Они приблизились к столу, где обычно предпочитал сидеть Биажио, занятому теперь компанией шумных подвыпивших барселонцев. Трое сидели на месте, а четвертый брал измором какого-то местного, из горожан, дожидавшихся отплытия — как это частенько водилось у испанцев, он упорно навязывал тому свое общество, предлагая выпить с друзьями за здравие всех Габсбургов. Ливорнец сдержанно отказывался, чем лишь сильнее распалял патриотизм всей четверки. Волком косились на приезжих завсегдатаи, но вступиться за своего не решались, зная продажную натуру трактирщика.
— Эй, Педро, — громким шепотом окликнул испанца Биажио.
Тот оглянулся. Шепчущий остановился, закладывая большие пальцы рук за поясной ремень и еле уловимым движением разминая плечи.
— Ты мне?
— Ну.
— Я не Педро.
— А какого хрена тогда отзываешься, как Педро, el dumbass mas grande en el mundo?!
После этих слов с мест подскочила вся компания.
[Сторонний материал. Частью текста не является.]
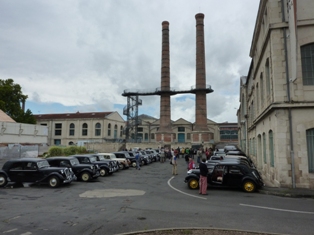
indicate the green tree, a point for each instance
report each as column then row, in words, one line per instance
column 11, row 99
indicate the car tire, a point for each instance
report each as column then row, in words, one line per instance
column 85, row 176
column 103, row 172
column 193, row 183
column 3, row 180
column 54, row 181
column 249, row 186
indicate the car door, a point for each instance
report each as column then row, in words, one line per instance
column 234, row 175
column 31, row 172
column 16, row 172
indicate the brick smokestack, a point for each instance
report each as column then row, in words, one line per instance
column 165, row 110
column 200, row 107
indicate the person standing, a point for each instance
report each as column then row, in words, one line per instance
column 203, row 177
column 191, row 164
column 174, row 165
column 162, row 156
column 187, row 161
column 137, row 159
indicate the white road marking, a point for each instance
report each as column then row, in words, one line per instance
column 101, row 193
column 183, row 192
column 14, row 218
column 9, row 231
column 277, row 209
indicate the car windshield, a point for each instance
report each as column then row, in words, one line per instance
column 42, row 164
column 92, row 159
column 74, row 162
column 101, row 158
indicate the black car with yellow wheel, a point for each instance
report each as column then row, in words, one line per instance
column 84, row 172
column 34, row 171
column 227, row 175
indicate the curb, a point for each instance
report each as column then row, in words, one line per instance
column 168, row 230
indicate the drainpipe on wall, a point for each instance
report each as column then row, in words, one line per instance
column 289, row 98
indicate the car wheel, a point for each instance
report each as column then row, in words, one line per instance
column 3, row 180
column 193, row 183
column 54, row 182
column 249, row 186
column 85, row 176
column 103, row 172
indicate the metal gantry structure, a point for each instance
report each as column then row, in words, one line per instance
column 133, row 101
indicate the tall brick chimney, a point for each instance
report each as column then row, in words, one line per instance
column 164, row 132
column 201, row 129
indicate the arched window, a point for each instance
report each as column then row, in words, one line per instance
column 84, row 129
column 310, row 148
column 271, row 148
column 267, row 74
column 97, row 129
column 121, row 131
column 115, row 131
column 307, row 58
column 262, row 90
column 109, row 129
column 72, row 129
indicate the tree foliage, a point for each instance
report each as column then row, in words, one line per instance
column 11, row 99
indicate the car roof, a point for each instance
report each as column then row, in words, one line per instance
column 29, row 159
column 60, row 157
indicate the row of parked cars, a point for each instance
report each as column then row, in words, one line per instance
column 59, row 170
column 228, row 168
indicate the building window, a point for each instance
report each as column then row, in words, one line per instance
column 58, row 128
column 264, row 148
column 267, row 74
column 271, row 148
column 72, row 129
column 84, row 129
column 97, row 129
column 115, row 131
column 307, row 58
column 262, row 90
column 181, row 129
column 109, row 129
column 310, row 148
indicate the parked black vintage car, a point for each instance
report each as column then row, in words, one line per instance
column 105, row 169
column 84, row 172
column 36, row 171
column 228, row 174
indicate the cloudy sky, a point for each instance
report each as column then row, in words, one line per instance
column 80, row 55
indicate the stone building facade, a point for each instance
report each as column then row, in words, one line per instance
column 276, row 115
column 79, row 128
Биажио коротко сплюнул в сторону и вдруг, не церемонясь, хватил тяжелой табуреткой, да наотмашь, того, который стоял к нему ближе всех. Это послужило сигналом для остальных. В трактире завязалась крупная потасовка, чуть было не перешедшая в поножовщину. Больше всех досталось «Педро», но и ему удалось спасти свою шкуру благодаря воплям и сетованиям хозяина, который примчался на крики и грохот с прытью гончего пса. Четверку приезжих вытолкали восвояси, попрекать же Шепчущего Дюрант Кирино в самом деле не осмелился, лишь поглядел с эдаким укором да покачал головой, вытирая трясущиеся руки фартуком. Биажио демонстративно кинул ему на стойку пригоршню серебряных испанских песо и, покидая трактир, за шиворот повлек с собой Фабио:
— Идем, покажу тебе его, он на пристани сейчас.
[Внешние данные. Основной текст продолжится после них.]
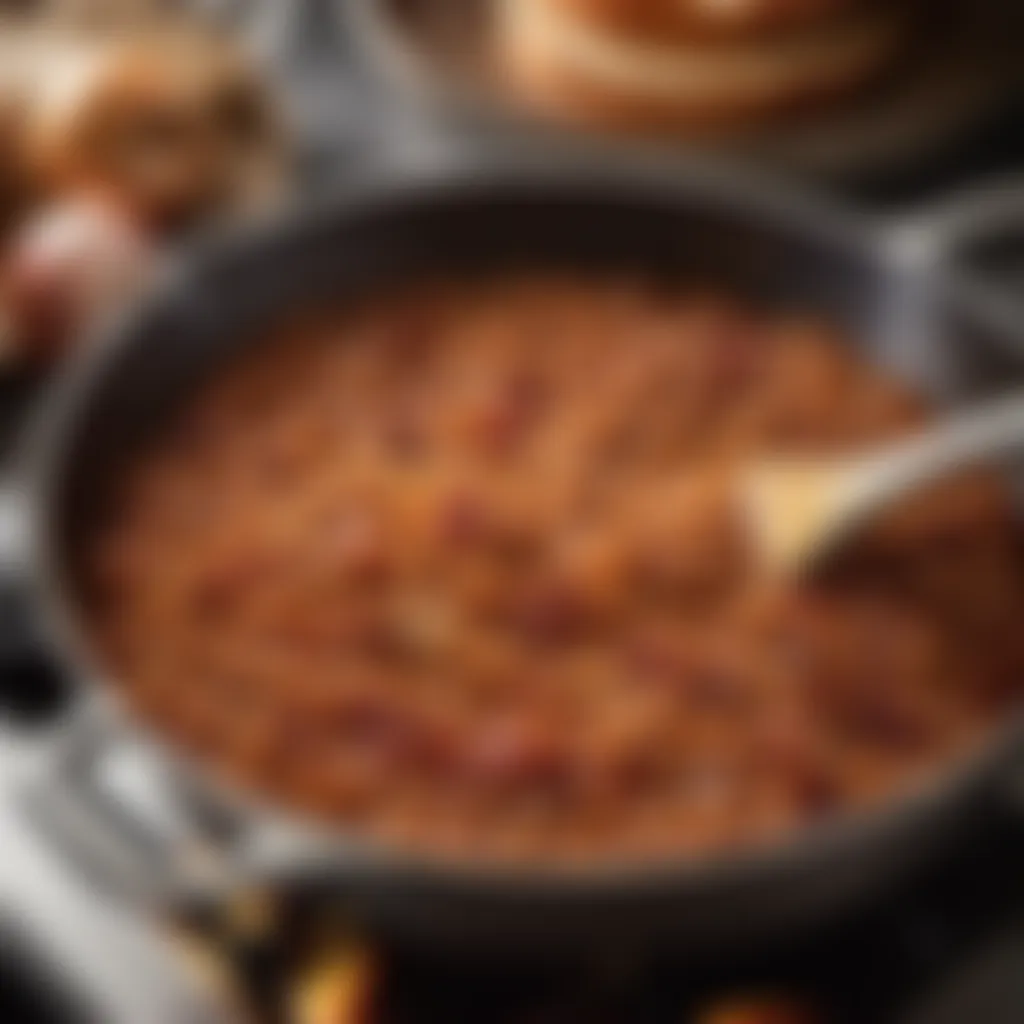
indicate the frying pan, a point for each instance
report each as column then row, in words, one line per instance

Перевернутую мебель расставляли по местам, пара мальчишек-слуг мешалась под ногами, заметая расколотую в драке посуду.
— Видишь вон ту шхуну?
Черная вода у пристани в отсветах маяка и нескольких натыканных как придется фонарей казалась тяжелой и масляной. Фабио разглядел силуэт судна, покачивавшегося на волнах.
— Утром я уплываю на ней, а тот, о ком я тебе говорю, отправится следом на пескарезе. Меня не будет здесь до дня Всех Святых, а ты поглядывай, когда вернется он и куда потом направится.